3.3. Replication/partition-encoding regions of plasmids and plasmid-type replicons in sphingomonad strains
The putative replication origins (oriCs) of the main chromosomes (Chr1s) of TKS, MI1205, and MM-1 were, as in the case with Chr1UT26, found to be of alphaproteobacterial-chromosome type;, these oriCs were located upstream of the uroprophyrinogen decarboxylase gene (hemE) with multiple DnaA boxes [TT(A/T)TNCACA] (Supplementary Fig. S7). On the other hand, as in the case of Chr2UT26, both Chr2TKS and Chr2MI1205 have the plasmid-type replication and active partition systems. These three plasmid-type chromosomes and the 21 plasmids in our four strains and the plasmids from other sphingomonads were, on the basis of the similarities of their RepA (DNA replication initiator) proteins, classified into 13 types (Table 3). Although the importance of plasmids in sphingomonads has been recognized, no detailed analysis of their fundamental machineries was reported. In addition, RepA proteins of plasmids in sphingomonads show a very low level of similarity to those of well-studied plasmids (e.g. IncP-1, F, IincP-7, and IncP-9 plasmids), and thus we compared only plasmids in sphingomonads in this study. Since the RepA proteins of the 13 types are very divergent, they were further categorized into three major groups, in each of which the RepA proteins exhibit 22–60% identity: (i) the Chr2UT26- and pCHQ1-types (Fig. 4A), (ii) the pUT1-, pISP3-, pTK3_1-, and pTK3_2-types (Fig. 4B), and (iii) the pISP4-, pTK2-, pTK7-, and pTK8-types (Fig. 4C). Based on our BLASTP analysis, the RepA proteins of pNL1, pLB1, and pUT2 did not show similarity to those of any of the other types of plasmids listed in Table 3, although the RepA of pUT2 was similar to those of the IncP-9 family of plasmids.
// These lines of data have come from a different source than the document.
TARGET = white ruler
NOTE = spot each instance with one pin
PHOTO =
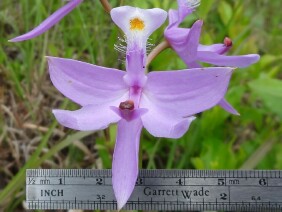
(189, 190)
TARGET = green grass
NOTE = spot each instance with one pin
(31, 138)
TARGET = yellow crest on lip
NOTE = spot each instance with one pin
(137, 24)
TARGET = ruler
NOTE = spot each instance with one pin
(172, 190)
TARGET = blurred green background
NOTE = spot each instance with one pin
(30, 137)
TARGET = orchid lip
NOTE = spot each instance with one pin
(127, 105)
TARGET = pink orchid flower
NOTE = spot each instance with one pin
(185, 42)
(49, 22)
(162, 102)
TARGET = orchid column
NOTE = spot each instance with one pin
(137, 25)
(162, 102)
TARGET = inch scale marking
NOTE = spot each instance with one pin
(189, 190)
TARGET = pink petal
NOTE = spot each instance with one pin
(216, 48)
(89, 117)
(85, 83)
(172, 17)
(125, 160)
(162, 122)
(185, 44)
(187, 92)
(228, 107)
(222, 60)
(49, 22)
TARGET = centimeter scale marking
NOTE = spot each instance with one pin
(190, 190)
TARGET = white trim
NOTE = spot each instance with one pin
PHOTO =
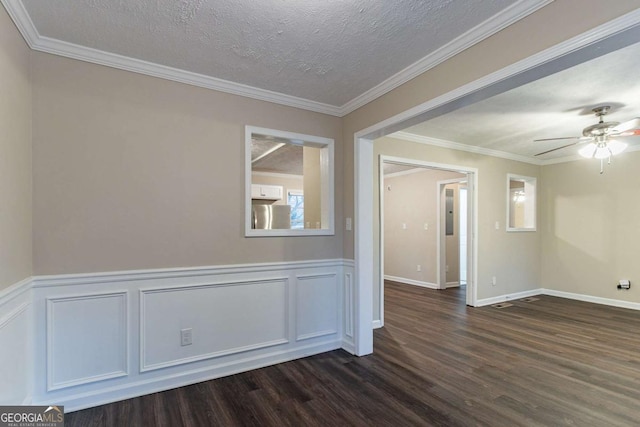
(622, 23)
(363, 153)
(50, 324)
(324, 332)
(412, 282)
(327, 184)
(14, 291)
(276, 175)
(412, 137)
(403, 173)
(381, 239)
(497, 22)
(144, 367)
(104, 395)
(167, 273)
(441, 241)
(592, 299)
(21, 18)
(560, 294)
(6, 319)
(363, 245)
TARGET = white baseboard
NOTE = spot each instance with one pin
(592, 299)
(508, 297)
(411, 282)
(143, 313)
(79, 401)
(561, 294)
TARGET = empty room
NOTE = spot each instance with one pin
(312, 213)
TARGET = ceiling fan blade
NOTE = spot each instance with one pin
(632, 132)
(557, 139)
(558, 148)
(633, 124)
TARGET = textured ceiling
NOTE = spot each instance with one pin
(329, 51)
(555, 106)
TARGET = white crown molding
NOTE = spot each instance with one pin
(25, 25)
(506, 17)
(486, 29)
(404, 173)
(70, 50)
(463, 147)
(503, 19)
(23, 21)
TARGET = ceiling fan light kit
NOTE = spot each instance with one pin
(600, 137)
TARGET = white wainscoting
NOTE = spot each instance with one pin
(316, 300)
(411, 282)
(87, 339)
(224, 318)
(15, 344)
(105, 337)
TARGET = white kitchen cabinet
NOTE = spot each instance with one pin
(266, 192)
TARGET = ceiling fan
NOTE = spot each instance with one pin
(601, 137)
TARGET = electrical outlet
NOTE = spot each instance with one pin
(186, 336)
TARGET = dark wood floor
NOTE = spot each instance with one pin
(548, 362)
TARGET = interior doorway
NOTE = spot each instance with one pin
(452, 241)
(412, 231)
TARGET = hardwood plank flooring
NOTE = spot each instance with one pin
(549, 362)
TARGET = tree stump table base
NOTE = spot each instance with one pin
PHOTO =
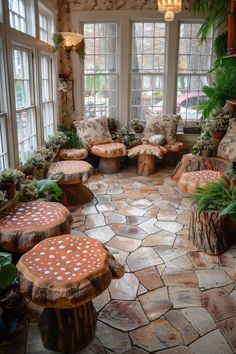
(75, 193)
(109, 165)
(146, 165)
(212, 233)
(68, 330)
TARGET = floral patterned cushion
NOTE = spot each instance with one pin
(92, 131)
(227, 146)
(157, 139)
(166, 125)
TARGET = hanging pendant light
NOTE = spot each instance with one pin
(169, 8)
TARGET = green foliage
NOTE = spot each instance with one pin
(214, 196)
(11, 175)
(57, 140)
(48, 189)
(3, 198)
(216, 15)
(224, 87)
(73, 141)
(8, 271)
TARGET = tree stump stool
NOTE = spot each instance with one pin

Figure 4D schematically shows the organizations of the repA-flanking regions in the 12 representative plasmids (note that pTK3 has three types of repA genes), and many of these regions also carry the putative replication origin (oriV) sequences as well as the putative genes for the active partition systems, each with the putative parS (cis-acting centromeric) sequences, the parB gene encoding the parS-binding protein, and the parA gene encoding the NTPase that is capable of binding the parS-ParB complex. The Chr2UT26- and pCHQ1-type plasmids belong to the repABC-type plasmids, and putative palindromic parS sequences were found (Fig. 4D and Supplementary Table S6). The Chr2UT26-type plasmids have the parA-parB-repA cluster, and the order of these three genes is conserved in other typical repABC-type plasmids, although the RepA proteins from the Chr2UT26-type plasmids are divergent in their sizes and similarities (Table 3 and Fig. 4A). In contrast, the pCHQ1-type plasmids have a repA-parA-parB cluster (Fig. 4D) with nearly identical RepA proteins (Table 3). Other types of plasmids except the pLB1-type were categorized as iteron-type plasmids (Table 3),, and direct repeats (iteron), DnaA box, and parS sequences were found in their repA-flanking regions (Fig. 4D and Supplementary Table S6). Each of the pISP1, Chr1TKS, pTK1, pTK3, pTK4, pMI2, pMI3, and pMI4 replicons appears to carry at least two repA genes, which are of different types (Tables 1 and 3). This observation suggested the frequent occurrence of fusions of ancestral plasmids (see below). Similar mosaic replicons carrying more than one repA gene have been reported in various bacterial strains. Interestingly, six pISP4-type plasmids carry identical repA and parA genes, and five of them also have other types of repA genes (Table 3), suggesting a prevalent fusion event of replicons in the pISP4-type plasmids (see below). It is noteworthy that all six pISP4-type plasmids contain the lin genes (Table 3), indicating that this type of plasmid plays an important role in dissemination of the lin genes.
Figure 4
Phylogenetic trees of putative RepA proteins of Chr2UT26- and pCHQ1- (A), pUT1- (B), and pISP4- (C) types plasmids and organizations of repA-flanking regions of 12 representative sphingomonad plasmids (D). Classification of 13 types of plasmids and information on RepA protein sequences are summarized in Table 3. Neighbour-joining phylogenetic trees of the conserved sites, 260 aa (A), 262 aa (B), and 257 aa (C), respectively, were constructed. Bootstrap values calculated from 1,000 resampling using neighbour-joining are shown at the respective nodes. Length of lines reflects relative evolutionary distances among the sequences. RepA proteins of the representatives of the plasmid types (Table 3) are bolded. In panel D, the repA-flanking regions of plasmids whose putative RepA proteins show significant similarity are boxed. Pentagons indicate size and direction of ORF. Putative ORFs involved in replication and partition are filled with dark and light gray, respectively. Putative parS (palindromic TTN4CG N4AA) and DnaA box [TT(A or T)TNCACA] sequences are shown in red bars and red diamonds, respectively. Inverted repeats and repeat sequences are shown in blue and green bars, respectively. See Supplementary Table S6 for their sequences.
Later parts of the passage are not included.